2.4 Horizontal Transformers
Transforming the input of a function produces a horizontal geometric effect. Here's a schematic depicting a horizontal transformation.
Suppose \( z \depends x^{\prime} \) is a function with a known graph, and \( x^{\prime} \depends x \) is a transformer. Then we can understand the graph of the function \( z \depends x \).
| algebraic relationship | geometric relationship |
|---|---|
| \( x = x^{\prime} + 3 \) | translate right by three |
| \( x = x^{\prime} - 3 \) | translate left by three |
| \( x = 2 x^{\prime} \) | horizontally stretch by a factor of two |
| \( x = x^{\prime} / 2 \) | horizontally shrink by a factor of two |
| \( x = - x^{\prime} \) | horizontally reflect |
Horizontal transformers looks a lot like vertical transformers, but there is an important subtle distinction to working with inputs!
Important.
We apply a horizontal transformer in the form
\[
\begin{align}
x^{\prime} &\depends x,
\end{align}
\]
but we understand the geometry of a horizontal transformer in the form
\[
\begin{align}
x &\depends x^{\prime}.
\end{align}
\]
This is best understood with examples.
Example.
Consider the function
\[
\begin{align}
z &\mathrel{\overset{f}{\leftarrow}} x
\\
z &= (x - 2)^3.
\end{align}
\]
Let's draw a schematic to understand how to graph this function.
By placing the variable \( x^{\prime} \) on the intermediate wire, we can decompose \( f \) as a known function and a transformer.
\[
\begin{align}
z &\depends x^{\prime}
&
&
&
x^{\prime} &\depends x
\\
z &= {x^{\prime}}^3
&
&\andSpaced
&
x^{\prime} &= x - 2
\end{align}
\]
We'll make sense of this horizontal transformer by solving for \( x \).
\[
\begin{align}
x &\depends x^{\prime}
\\
x &= x^{\prime} + 2
\end{align}
\]
Each \( x \)-value is two more than the corresponding \( x^{\prime} \)-value. To graph \( f \), we translate the graph of the cubing function two to the right.
Let's also see an example that includes multiple horizontal transformers.
Example.
Consider the function
\[
\begin{align}
z &\mathrel{\overset{f}{\leftarrow}} x
\\
z &= \biggl(\frac{x + 1}{2}\biggr)^2.
\end{align}
\]
We'd like to graph this function by understanding its transformers.
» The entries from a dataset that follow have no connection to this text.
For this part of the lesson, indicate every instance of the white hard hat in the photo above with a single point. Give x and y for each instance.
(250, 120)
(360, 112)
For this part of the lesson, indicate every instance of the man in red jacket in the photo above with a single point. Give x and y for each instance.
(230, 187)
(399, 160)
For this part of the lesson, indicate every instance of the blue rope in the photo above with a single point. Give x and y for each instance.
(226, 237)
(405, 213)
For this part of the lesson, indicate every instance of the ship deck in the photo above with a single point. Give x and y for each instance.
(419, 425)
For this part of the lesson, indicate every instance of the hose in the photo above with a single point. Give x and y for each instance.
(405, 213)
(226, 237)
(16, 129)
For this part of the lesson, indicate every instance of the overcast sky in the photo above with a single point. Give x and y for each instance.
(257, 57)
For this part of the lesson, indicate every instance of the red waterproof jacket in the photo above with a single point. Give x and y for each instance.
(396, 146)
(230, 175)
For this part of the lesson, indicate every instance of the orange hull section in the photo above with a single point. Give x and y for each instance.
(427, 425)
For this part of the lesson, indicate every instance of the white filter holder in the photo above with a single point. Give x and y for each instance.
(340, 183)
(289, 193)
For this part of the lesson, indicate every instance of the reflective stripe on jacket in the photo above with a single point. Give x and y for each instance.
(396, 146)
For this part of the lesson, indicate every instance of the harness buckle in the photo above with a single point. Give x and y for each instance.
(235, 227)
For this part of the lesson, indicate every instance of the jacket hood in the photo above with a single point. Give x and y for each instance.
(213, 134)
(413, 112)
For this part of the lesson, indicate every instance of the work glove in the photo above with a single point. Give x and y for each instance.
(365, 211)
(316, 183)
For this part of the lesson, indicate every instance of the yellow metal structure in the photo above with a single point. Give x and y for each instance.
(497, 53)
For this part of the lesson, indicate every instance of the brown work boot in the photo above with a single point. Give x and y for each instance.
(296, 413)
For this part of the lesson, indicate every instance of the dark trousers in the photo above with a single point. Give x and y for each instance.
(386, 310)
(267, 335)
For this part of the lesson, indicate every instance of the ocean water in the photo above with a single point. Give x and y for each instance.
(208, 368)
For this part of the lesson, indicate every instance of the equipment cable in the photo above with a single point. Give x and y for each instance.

We'll start by drawing a schematic.
We can decompose \( f \) as a known function and transformers.
\[
\begin{align}
z &\depends x^{\prime}
&
&
&
x^{\prime} &\depends x
\\
z &= {x^{\prime}}^2
&
&\andSpaced
&
x^{\prime} &= \frac{x + 1}{2}
\end{align}
\]
Let's invert the transformers by solving for \( x \).
\[
\begin{align}
x &\depends x^{\prime}
\\
x &= 2 x^{\prime} - 1
\end{align}
\]
To produce an \( x \)-value, we double an \( x^{\prime} \)-value and then subtract one.
To graph \( f \), we take our known parabola, horizontally stretch by a factor of two, and then translate one to the left.